Due to the inherent ability of porphyrins to harvest light, researchers have been striving to expand upon their optical and electronic properties. This thesis investigates the design and improvement of the ability of porphyrins to collect light for applications as donor materials to organic electronics.
Derivatives of 21,23-dithiaporphyrins were investigated for their optical and electrochemical properties, in addition to studying the possibility of long-range ordering through the formation of liquid crystalline mesogens. It was found that these dithiaporphyrin derivatives are likely soft-crystalline and through their ability to long-range order, were able to increase their conductivity in a thin-film.

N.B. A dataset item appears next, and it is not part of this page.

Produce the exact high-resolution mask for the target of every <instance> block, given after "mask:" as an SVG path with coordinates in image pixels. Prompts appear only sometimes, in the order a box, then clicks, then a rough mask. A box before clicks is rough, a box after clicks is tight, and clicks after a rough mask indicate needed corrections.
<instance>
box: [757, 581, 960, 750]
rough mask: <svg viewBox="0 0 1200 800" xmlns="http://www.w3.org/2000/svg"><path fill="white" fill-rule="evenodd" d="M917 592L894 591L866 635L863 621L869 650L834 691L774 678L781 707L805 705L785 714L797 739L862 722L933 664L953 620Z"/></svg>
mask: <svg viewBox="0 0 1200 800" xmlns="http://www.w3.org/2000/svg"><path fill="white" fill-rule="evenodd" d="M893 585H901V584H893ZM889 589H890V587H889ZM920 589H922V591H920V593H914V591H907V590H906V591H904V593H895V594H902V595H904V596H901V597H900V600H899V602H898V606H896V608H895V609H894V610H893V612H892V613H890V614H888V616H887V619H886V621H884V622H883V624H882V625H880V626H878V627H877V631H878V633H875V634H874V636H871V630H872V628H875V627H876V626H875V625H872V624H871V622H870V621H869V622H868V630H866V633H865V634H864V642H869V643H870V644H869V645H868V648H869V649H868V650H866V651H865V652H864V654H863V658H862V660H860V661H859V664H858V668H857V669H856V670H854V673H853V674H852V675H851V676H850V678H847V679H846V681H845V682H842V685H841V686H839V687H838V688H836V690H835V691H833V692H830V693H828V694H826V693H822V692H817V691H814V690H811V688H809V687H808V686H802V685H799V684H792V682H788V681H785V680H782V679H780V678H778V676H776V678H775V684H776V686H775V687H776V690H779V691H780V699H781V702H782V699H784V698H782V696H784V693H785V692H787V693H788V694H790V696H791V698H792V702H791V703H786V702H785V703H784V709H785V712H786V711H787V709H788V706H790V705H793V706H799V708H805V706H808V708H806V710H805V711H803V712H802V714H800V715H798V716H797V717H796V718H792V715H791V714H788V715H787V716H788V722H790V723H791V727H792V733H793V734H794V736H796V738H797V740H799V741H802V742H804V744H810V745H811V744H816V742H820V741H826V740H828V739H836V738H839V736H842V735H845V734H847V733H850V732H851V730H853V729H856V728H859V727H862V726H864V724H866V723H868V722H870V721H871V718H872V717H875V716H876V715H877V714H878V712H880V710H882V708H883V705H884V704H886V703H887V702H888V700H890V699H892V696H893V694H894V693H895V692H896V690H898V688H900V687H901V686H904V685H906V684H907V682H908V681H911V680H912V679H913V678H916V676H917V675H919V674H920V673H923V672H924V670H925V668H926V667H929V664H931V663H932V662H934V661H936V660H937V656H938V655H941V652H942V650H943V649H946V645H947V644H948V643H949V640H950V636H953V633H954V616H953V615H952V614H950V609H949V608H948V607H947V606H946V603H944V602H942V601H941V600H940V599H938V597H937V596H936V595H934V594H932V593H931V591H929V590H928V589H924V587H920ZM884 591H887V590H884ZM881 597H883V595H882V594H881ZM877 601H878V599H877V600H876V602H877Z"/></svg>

The improvements of optical, electrochemical and self-assembling ability of these 21,23-dithiaporphyrins compared to their tetra pyrrolic analogues, prompted the inclusion of these molecules, as a light harvester, into a dye-sensitized solar cell. While the cell was unsuccessful, new dithiaporphyrin chemistry was explored and the optical and electrochemical properties of dithiaporphyrins were studied.
To further improve the ability of dithiaporphyrins to harvest light, synthetic changes were made to incorporate planar ethynyl meso-spacers, as well as fuse polycyclic aromatic hydrocarbons to the back bone of the macrocyclic, porphyrin core. Through the gradual improvement in the design of these dithiaporphyrins, it was found that the absorption profile of these compounds broadened and red-shifted to lower wavelengths, compared to tetra pyrrolic analogues. Additionally, it was found that these compounds could oxidize more readily, while still maintaining electronic energy levels, compatible with acceptor materials, for organic photovoltaic applications.
Acenaphthene fused dithiaporphyrins exhibited the most encouraging light harvesting properties compared to all the derivatives within this work. These electron rich, highly delocalized dithiaporphyrins, displayed red-shifted absorbance profiles which were capable of harvesting low energy photons beyond 1000 nm. Additionally, these derivatives were able to oxidize at very low potentials, while maintaining stability in air. While these molecules did not display long-range ordering ability, they did show promising, non-covalent, interactions with the common fullerene acceptor material, C60.